Entiende la base del riesgo
Primero, nada de magia. El riesgo es la probabilidad de perder lo que apuestas. Si no lo visualizas, te estás lanzando a ciegas.
Calcula la probabilidad real
Observa estadísticas, no intuiciones. Si un equipo ha ganado 12 de 20 partidos, su probabilidad = 12/20 = 60 %. Redondea, pero no exageres.

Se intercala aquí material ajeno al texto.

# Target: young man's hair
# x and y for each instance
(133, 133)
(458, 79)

Define tu exposición monetaria
Marca una cifra que estés dispuesto a perder sin que te duela el bolsillo. Eso es tu “banca”. Nunca juegues con dinero que necesitas para pagar facturas.
Aplica la fórmula del riesgo
Riesgo = (Probabilidad de pérdida) × (Monto apostado). Por ejemplo, si la probabilidad de perder es 40 % y apuestas 100 €, el riesgo es 0,4 × 100 = 40 €.
Ejemplo práctico
Supón que la cuota es 2.5. La probabilidad implícita es 1/2.5 = 0,40 (40 %). Decides apostar 50 €. Riesgo = 0,6 × 50 = 30 €. Si pierdes, el golpe será de 30 €.
Usa el “Kelly Criterion”
Hay un método de los expertos: Kelly = (bp – q)/b, donde b = cuota – 1, p = probabilidad de ganar, q = 1 – p. El resultado te indica el % óptimo de tu banca.
Aplicación rápida
Cuota 3.0 → b = 2.0. Probabilidad de ganar 35 % (p = 0.35). q = 0.65. Kelly = (2 × 0.35 – 0.65)/2 = 0.025. Solo el 2.5 % de la banca.
Controla el sesgo emocional
El miedo y la codicia distorsionan la matemática. Si sientes que “está garantizado”, revisa tus números. No dejes que la adrenalina reescriba la fórmula.
Herramientas y recursos
Hay calculadoras online que hacen el trabajo sucio por ti. Usa una que incluya el Kelly y que permita ingresar cuotas decimales. Todo disponible en apuestastributar.com.
Rutina de revisión
Antes de cada apuesta, revisa: ¿Tengo la probabilidad real? ¿Mi exposición está dentro del límite? ¿El Kelly sugiere una fracción menor? Si la respuesta es sí, avanza. Si no, corrige.
Acción inmediata
Abre tu hoja de cálculo, anota la cuota, calcula la probabilidad implícita, aplica la fórmula, ajusta al Kelly y pon en marcha la apuesta. Solo así conviertes riesgo en ventaja.